Invoking the SGML declaration

Selected Content

Introduction

The SGML declaration is the mandatory first part of every SGML document. In the special case of XML, the SGML declaration is fixed and must not be specified, but it exists nonetheless, and conforming SGML parsers must start by reading and evaluating an SGML declaration for every validation.

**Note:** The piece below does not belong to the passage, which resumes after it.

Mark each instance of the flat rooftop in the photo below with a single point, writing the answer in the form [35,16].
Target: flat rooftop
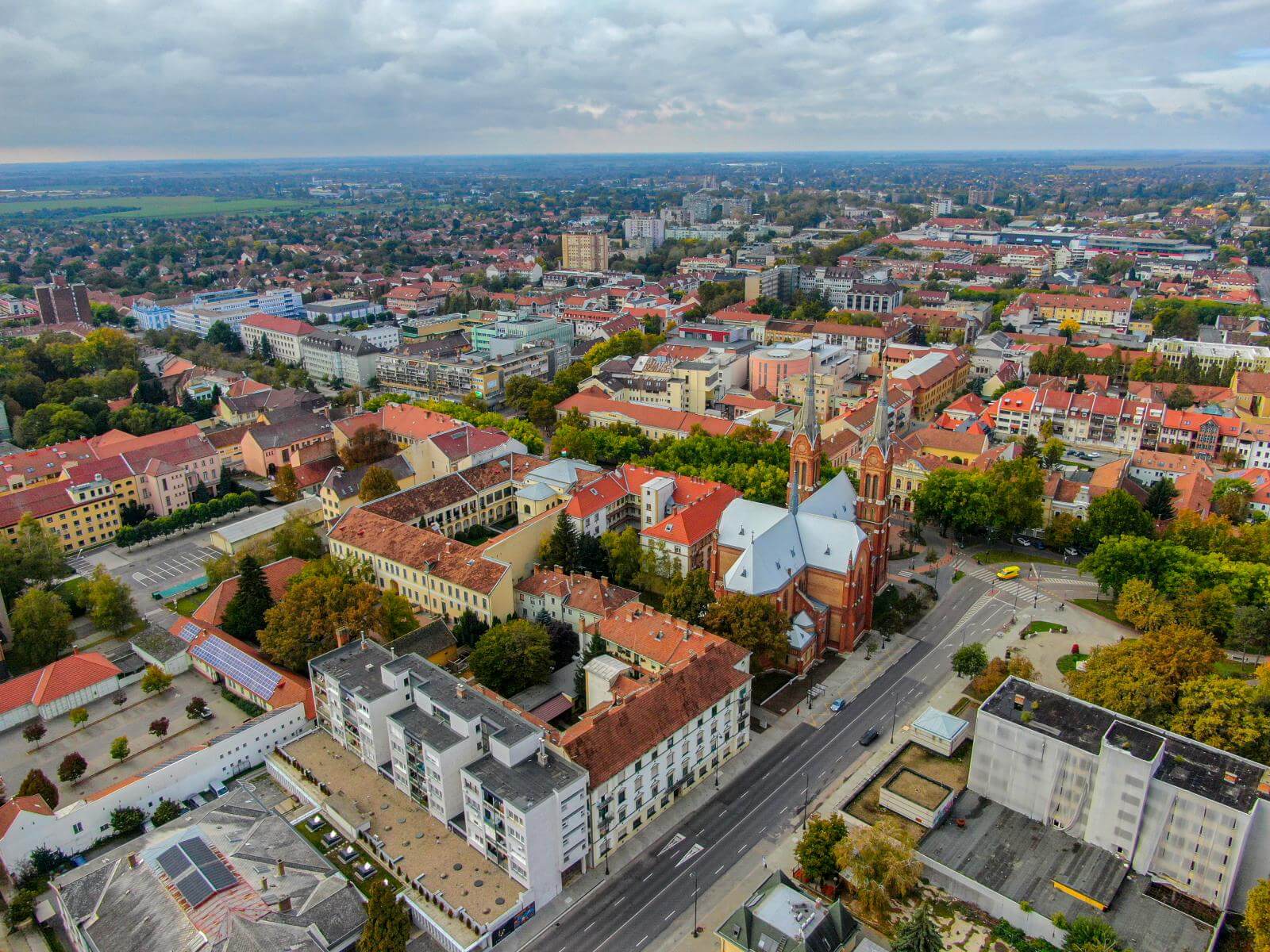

The SGML declaration determines the lexical rules for the SGML document, that is it specifies which characters are permissible, which characters are control characters, which options of SGML are used and which are forbidden, etc.

The SGML declaration can only be written in one particular syntax (the Reference Concrete Syntax. The following Document Type Definition (DTD) may be written either in Reference Concrete Syntax (if the declaration specifies SCOPE INSTANCE) or in the syntax which is declared in the SGML declaration (if it specifies SCOPE DOCUMENT). Therefore the parser must know the lexical rules, i.e. the SGML declaration, before it attempts to parse the document

The SGML declaration is hardly ever of real concern, and it is usually included implicitly. This document describes how this is done in detail.

Manual declaration inside the document

Omitting the declaration

If no SGML declaration is provided at all, then the parser must, according to the standard, assume the default SGML declaration (which is part of the standard). This is normally very impractical because the default declaration imposes some very limiting constraints.

Calling the parser

The first proper way to include the SGML declaration in a document (apart from falling back on the default) is to simply not put anything inside the actual document and call the parser with two separate filenames, first the declaration and then the document. The parser will then just read the two files sequentially.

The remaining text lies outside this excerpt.